Великий Любовник. Юность Понтия Пилата. Трудный вторник. Роман-свасория
Шрифт:
Феникс смотрел на Юла Антония… Он сам не помнил, как смотрел на него. Но помнил, что вдруг спросил:
«Ты уверен, что Юлия плакала?»
«Ты мне не веришь?!» — гневно прохрипел Юл и уставился на Феникса тем взглядом, который у него иногда появлялся: этим взглядом Юл словно надевал Фениксу на голову горячие тиски, стискивал до боли, до святящихся мушек перед глазами. Когда Юл на него так смотрел, Феникс, как он потом признавался, любому его приказанию готов был подчиниться.
«Нет, верю, верю, конечно… Я просто не могу представить себе ее плачущей…»
«Плакала, клянусь Геркулесом!» — рявкнул Юл.

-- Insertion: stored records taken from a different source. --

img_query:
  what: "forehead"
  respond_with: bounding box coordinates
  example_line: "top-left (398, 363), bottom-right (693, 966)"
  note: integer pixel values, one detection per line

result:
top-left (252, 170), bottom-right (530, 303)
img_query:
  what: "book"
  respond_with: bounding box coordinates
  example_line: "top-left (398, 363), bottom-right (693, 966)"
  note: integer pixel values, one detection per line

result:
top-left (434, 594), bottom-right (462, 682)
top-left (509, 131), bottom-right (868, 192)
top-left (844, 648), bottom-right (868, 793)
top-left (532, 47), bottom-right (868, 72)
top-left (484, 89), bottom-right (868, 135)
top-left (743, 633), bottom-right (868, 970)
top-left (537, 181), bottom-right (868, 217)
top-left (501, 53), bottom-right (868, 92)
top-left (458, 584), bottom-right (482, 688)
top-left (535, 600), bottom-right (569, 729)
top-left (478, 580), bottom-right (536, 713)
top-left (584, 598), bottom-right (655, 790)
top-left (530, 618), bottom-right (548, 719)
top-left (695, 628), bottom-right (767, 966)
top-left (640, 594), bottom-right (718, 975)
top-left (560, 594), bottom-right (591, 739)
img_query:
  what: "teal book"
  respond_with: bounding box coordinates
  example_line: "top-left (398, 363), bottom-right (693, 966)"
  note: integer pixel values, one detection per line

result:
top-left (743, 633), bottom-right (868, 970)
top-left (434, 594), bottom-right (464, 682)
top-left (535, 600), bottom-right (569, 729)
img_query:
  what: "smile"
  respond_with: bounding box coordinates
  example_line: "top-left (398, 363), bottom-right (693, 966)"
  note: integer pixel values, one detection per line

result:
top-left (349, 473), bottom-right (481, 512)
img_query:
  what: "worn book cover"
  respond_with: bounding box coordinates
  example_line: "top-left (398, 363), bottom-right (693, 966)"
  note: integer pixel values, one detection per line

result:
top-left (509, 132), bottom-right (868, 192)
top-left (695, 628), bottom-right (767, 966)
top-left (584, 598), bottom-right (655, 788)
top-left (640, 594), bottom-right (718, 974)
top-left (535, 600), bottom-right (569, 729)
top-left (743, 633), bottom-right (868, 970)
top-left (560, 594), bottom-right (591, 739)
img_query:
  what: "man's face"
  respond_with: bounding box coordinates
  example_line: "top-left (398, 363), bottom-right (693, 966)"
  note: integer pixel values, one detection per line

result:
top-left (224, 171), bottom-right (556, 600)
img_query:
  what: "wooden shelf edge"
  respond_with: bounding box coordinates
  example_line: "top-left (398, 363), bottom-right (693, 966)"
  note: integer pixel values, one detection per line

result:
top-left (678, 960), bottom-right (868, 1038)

Гней Эдий отправил себе в рот еще три виноградины и спросил:
— А ты почему не ешь? Это очень
Я не люблю виноград. Но из вежливости пришлось попробовать.
А Вардий продолжал:
VII. — Скоро Феникс перестал таиться и стал мне рассказывать… Было еще три встречи. И все — в сопровождении Юла Антония. Вернее, своего «названого брата» Юлия либо оставляла в атриуме беседовать со своими товарками, либо просила присутствовать на уроках Постума и Друза (те уже занимались с грамматиком)…Однажды она велела ему наказать раба, который накануне совершил какой-то проступок, и Юл чуть ли не собственноручно сек его плеткой. Феникса же всегда приглашала в экседру и там оставалась с ним с глазу на глаз… Она заставила Феникса читать трагедию, его «Медею». В первый раз Юлия задумчиво и грустно разглядывала Феникса. Во второй раз принесла с собой прялку и работала, лишь изредка на Феникса взглядывая и никаких чувств на лице не выражая. В третий раз вышивала подушку и ни разу на чтеца не взглянула. Уже после первого чтения Феникс не удержался и спросил: «Ну, как тебе?». И Юлия ответила: «Как мне может быть, когда эта вещь для меня написана?». И больше ничего не сказала, только попросила в следующий раз непременно прочесть следующую сцену. Когда и она была прочитана, Юлия грустно призналась, что она ничего не понимает в поэзии и тем более в трагедиях, но уверена в том, что, возьмись Вергилий или покойный Гораций — Гораций тогда только что умер вслед за Меценатом — возьмись они писать о Медее, у них бы не получилось «так жизненно, что в некоторых местах — прямо холодок по спине» (её, Юлины, слова).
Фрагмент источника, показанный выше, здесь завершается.